ユーザビリティテスト

ユーザビリティテストとは、UIのユーザビリティ問題の抽出と原因探索をユーザー視点で行う手法です。

ユーザビリティテストの様子。
テスト参加者(左)がスマートフォンを操作する様子を、書画カメラなどで撮影・記録します。モデレーター(右)は、その操作の様子を観察して、UIデザイン上の課題を洗い出します。

ユーザビリティテスト(ユーザーテスト)とは、サイトやアプリのUIの利用が想定される人に実際のUIやプロトタイプを試用してもらい、ユーザビリティ(UIの操作性)の問題を発見し、原因を究明する手法です。

ユーザビリティテストの目的と種類

ユーザビリティテストには、定性的なものと定量的なものがあり、調査の目的に応じて使い分けます。

定性的ユーザビリティテスト

ユーザビリティ上の課題の所在や原因を特定し、解決策を探るという、形成的な目的で行います。デザインの変更中でも、実際に動く最終版があるときでも、少数の参加者・柔軟な調査条件で行います。

定量的ユーザビリティテスト

既存サイトやアプリの、経時変化、競合比較など、総括的な目的で行います。実際に動くものがある段階で、厳密にコントロールされた調査条件の中で、多数の参加者の協力を得て行います。

このページでは、よく用いられる、定性的なユーザビリティテストについて説明します。

ユーザビリティテストでわかること

ユーザビリティ問題の所在

テスト参加者にある目的のタスク(課題)を行ってもらい、その際の行動、発話を記録・観察し、分析します。参加者のタスク実行過程での失敗・混乱や発話内容から、UIの問題点を明らかにします。

ユーザビリティ問題の原因

テスト参加者の行動を観察し、その問題が起きた原因や、不満を述べた原因を明らかにします。また、その問題の深刻さ(独力で回復できるか)や発生頻度(何度も間違えるのか)などを推測します。

ユーザビリティテストのやり方

製品やサービスの想定ユーザー像と一致するテスト参加者にタスク(課題)を提示して、そのプロトタイプや実物を使用してもらい、その実行過程を観察します。
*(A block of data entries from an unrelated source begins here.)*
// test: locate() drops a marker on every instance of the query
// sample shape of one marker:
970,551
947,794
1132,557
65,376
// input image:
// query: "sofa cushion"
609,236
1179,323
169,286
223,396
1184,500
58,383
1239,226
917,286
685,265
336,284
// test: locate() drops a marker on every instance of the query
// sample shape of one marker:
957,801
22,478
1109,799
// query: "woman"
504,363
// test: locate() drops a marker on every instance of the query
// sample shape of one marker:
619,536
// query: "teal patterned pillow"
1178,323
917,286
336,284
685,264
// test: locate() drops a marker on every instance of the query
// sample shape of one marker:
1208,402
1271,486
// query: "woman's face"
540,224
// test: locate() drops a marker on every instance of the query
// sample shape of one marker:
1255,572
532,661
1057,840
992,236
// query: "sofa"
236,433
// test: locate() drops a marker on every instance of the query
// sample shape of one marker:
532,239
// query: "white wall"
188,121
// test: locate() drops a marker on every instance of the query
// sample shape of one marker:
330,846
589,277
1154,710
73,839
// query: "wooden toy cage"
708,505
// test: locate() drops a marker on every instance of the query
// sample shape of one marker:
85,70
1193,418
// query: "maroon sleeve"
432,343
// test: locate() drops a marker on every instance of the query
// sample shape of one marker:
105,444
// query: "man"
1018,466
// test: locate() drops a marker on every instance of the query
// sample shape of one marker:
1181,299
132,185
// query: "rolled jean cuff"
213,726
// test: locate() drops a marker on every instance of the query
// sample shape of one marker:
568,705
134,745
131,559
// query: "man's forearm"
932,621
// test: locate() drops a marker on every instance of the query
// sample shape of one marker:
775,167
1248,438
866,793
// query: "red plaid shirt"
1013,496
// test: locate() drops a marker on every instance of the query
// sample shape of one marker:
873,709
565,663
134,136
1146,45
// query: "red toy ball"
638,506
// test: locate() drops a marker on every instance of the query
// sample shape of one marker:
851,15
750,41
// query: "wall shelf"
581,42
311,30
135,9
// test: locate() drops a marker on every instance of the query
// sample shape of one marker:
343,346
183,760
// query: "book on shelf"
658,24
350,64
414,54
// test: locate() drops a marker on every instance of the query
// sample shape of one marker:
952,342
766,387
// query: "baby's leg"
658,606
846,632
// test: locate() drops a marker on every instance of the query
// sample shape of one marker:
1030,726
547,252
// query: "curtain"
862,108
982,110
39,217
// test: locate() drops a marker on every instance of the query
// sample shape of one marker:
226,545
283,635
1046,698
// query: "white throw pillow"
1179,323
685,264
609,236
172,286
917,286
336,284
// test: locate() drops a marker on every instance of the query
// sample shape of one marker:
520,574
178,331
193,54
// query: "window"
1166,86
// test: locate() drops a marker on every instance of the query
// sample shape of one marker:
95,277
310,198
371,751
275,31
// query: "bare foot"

参加者の行動や発話から、「UI上のどの部分に問題があるのか」という問題の所在や、「なぜその問題が起きたのか」という原因を詳細に把握できます。

たとえば、スマートフォンアプリやWebサイトのUIデザインが、ユーザーの思考・利用状況・目的に沿ったものになっているか、また、ビジネス側の目的を達成できるものになっているかをテストします。

実行過程において考えていることを話しながら操作してもらうやり方を「思考発話法」と呼びます。

調査結果をゆがめない(バイアスをかけない)よう、タスクの内容・指示説明・順序の設計や、テスト参加者の思考内容の引き出しには、専門的な技量と細心の注意が必要です。

どのような人を、どうやって、何人集めるか

評価対象物に合わせて、その想定ユーザーに近い条件(性別、年代、類似製品やサービスの利用経験など)の人を主にインターネットアンケートを実施して探し(スクリーニング)、指定した日時に参加してもらうように調整(リクルート)します(ユーザビリティテスト参加者のリクルーティング)。

ユーザビリティテストでは、テスト参加者5人で全体の約85%の問題を発見できるとされています(Nielsen and Landauer, 1993)。ユーザビリティの向上には、一度に数十人でテストするよりも、5人程度の小規模なテストを繰り返したほうが効果があります(ユーザビリティテストのユーザー数が5人で十分な理由)。